Indeed, the world needn’t come from outside. The world was already inside simply because human beings were present. The very distinction between the church and the world is destabilized here. Notable is the persistent pinballing of eros within this “otherworldly” community. But in Murdoch’s hands, this is not a charge of hypocrisy but a recognition of the curvature of human hunger. Michael, the leader of the community, recognized that “his religion and his passions sprang from the same source.” (Also notable in this 1973 novel is a sensitive, complex portrait of Michael’s same-sex desire. Murdoch had argued for the legalization of homosexuality in a 1964 essay.) It is the wizened abbess who says “we can only learn to love by loving. Remember that all our failures are ultimately failures in love. Imperfect love must not be condemned and rejected, but made perfect. The way is always forward, never back.”
Iris Murdoch creates a world that mirrors our own, with all of its cross-pressures and stubborn hopes.
Even if the story devolves into melodrama at the end, with a touch of hijinks and too-neat coincidences, the novel exhibits many of Murdoch’s literary strengths: a pacing that is invisible but felt; a capacity for description that is mesmerizing, as in her ornithological marking of time (“the sedge warblers were gone”); the ability to inhabit the standpoint of a variety of characters and bring them to life. It is not a perfect book. Nevertheless, she creates a world that mirrors our own, with all of its cross-pressures and stubborn hopes.

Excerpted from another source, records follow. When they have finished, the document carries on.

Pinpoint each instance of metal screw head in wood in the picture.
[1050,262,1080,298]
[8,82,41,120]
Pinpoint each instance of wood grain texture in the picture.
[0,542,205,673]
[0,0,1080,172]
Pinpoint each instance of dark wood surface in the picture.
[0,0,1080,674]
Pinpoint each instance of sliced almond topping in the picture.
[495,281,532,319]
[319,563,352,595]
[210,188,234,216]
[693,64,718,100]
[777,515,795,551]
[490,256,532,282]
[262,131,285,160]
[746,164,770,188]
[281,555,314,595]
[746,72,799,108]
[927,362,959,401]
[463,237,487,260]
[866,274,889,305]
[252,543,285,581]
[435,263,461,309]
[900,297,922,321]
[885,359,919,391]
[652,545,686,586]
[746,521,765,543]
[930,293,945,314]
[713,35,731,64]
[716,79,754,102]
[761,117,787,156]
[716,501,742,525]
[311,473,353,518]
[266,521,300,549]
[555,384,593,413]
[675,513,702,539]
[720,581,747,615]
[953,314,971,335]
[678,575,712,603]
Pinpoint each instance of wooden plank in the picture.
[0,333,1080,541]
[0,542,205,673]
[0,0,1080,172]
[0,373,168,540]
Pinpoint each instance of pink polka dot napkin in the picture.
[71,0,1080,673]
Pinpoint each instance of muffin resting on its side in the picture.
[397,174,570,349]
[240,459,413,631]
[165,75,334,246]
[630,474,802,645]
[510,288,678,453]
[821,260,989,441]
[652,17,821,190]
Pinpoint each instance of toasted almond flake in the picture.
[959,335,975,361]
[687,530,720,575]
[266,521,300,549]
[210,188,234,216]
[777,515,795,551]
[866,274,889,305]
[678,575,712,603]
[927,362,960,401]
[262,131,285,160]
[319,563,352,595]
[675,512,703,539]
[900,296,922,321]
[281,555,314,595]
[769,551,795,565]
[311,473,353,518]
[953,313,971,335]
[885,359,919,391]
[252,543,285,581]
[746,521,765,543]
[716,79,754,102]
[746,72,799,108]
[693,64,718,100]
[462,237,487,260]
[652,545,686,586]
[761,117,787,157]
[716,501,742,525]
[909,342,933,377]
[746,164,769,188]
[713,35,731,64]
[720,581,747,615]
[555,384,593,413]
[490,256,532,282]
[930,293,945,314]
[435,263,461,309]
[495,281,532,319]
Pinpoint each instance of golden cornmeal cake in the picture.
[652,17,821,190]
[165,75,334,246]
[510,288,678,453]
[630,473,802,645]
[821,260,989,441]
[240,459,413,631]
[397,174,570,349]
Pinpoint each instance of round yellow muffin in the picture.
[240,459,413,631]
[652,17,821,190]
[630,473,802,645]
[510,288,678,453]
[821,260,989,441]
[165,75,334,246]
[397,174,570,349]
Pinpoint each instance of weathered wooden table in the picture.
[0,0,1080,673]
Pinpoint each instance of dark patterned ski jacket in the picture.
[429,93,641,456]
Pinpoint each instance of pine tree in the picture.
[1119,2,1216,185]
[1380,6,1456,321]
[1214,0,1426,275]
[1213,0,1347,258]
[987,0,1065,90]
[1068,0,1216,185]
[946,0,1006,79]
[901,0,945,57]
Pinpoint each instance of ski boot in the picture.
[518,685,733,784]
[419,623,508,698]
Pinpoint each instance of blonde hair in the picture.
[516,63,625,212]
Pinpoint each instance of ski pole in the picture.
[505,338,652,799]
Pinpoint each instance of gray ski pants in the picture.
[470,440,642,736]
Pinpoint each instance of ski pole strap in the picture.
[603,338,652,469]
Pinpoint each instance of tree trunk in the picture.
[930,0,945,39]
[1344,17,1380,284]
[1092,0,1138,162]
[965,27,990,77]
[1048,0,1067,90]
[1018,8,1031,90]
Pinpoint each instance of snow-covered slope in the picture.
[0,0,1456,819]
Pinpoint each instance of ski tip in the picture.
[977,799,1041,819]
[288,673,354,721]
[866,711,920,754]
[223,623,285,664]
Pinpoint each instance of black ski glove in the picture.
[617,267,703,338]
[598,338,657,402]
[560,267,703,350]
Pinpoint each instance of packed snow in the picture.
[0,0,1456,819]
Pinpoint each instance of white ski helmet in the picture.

And it will give you some sense of Murdoch’s dead-serious whimsy that when, finally, the ill-fated decisions of key characters leads to an emergency, it is an “intrepid and amphibious nun” who comes to the rescue. The heroine isn’t just religious but a Religious. When Dora was flailing in the lake, her poor decisions threatening to take her under, “across the surface of the lake she saw a black figure...beginning to disrobe. The next moment there was a splash.” Dora’s next memory is the nun, drenched in her underclothes, hauling Dora to shore. “It was certainly a strange scene: most of the men muddied to the waist, two half-drowned women, and Mother Clare swinging the coat over her shoulders.”
While those who had gathered in the precincts of Imber’s grounds were concerned about the incursions of the world, it was the excursions of the amphibious nun that surprised them and saved Dora. The amphibious nun answered the call from inside the cloister, willing to relinquish her modesty and risk a vow for the sake of someone “outside.” Perhaps, in the end, Murdoch could teach us to be amphibious, at home in the not yet but willing to swim out into the now to reach those flailing. But such a calling could only be sustained, not merely by “the Good” but by the grace of an amphibious God who stripped himself to nothing and swam to us in the flesh.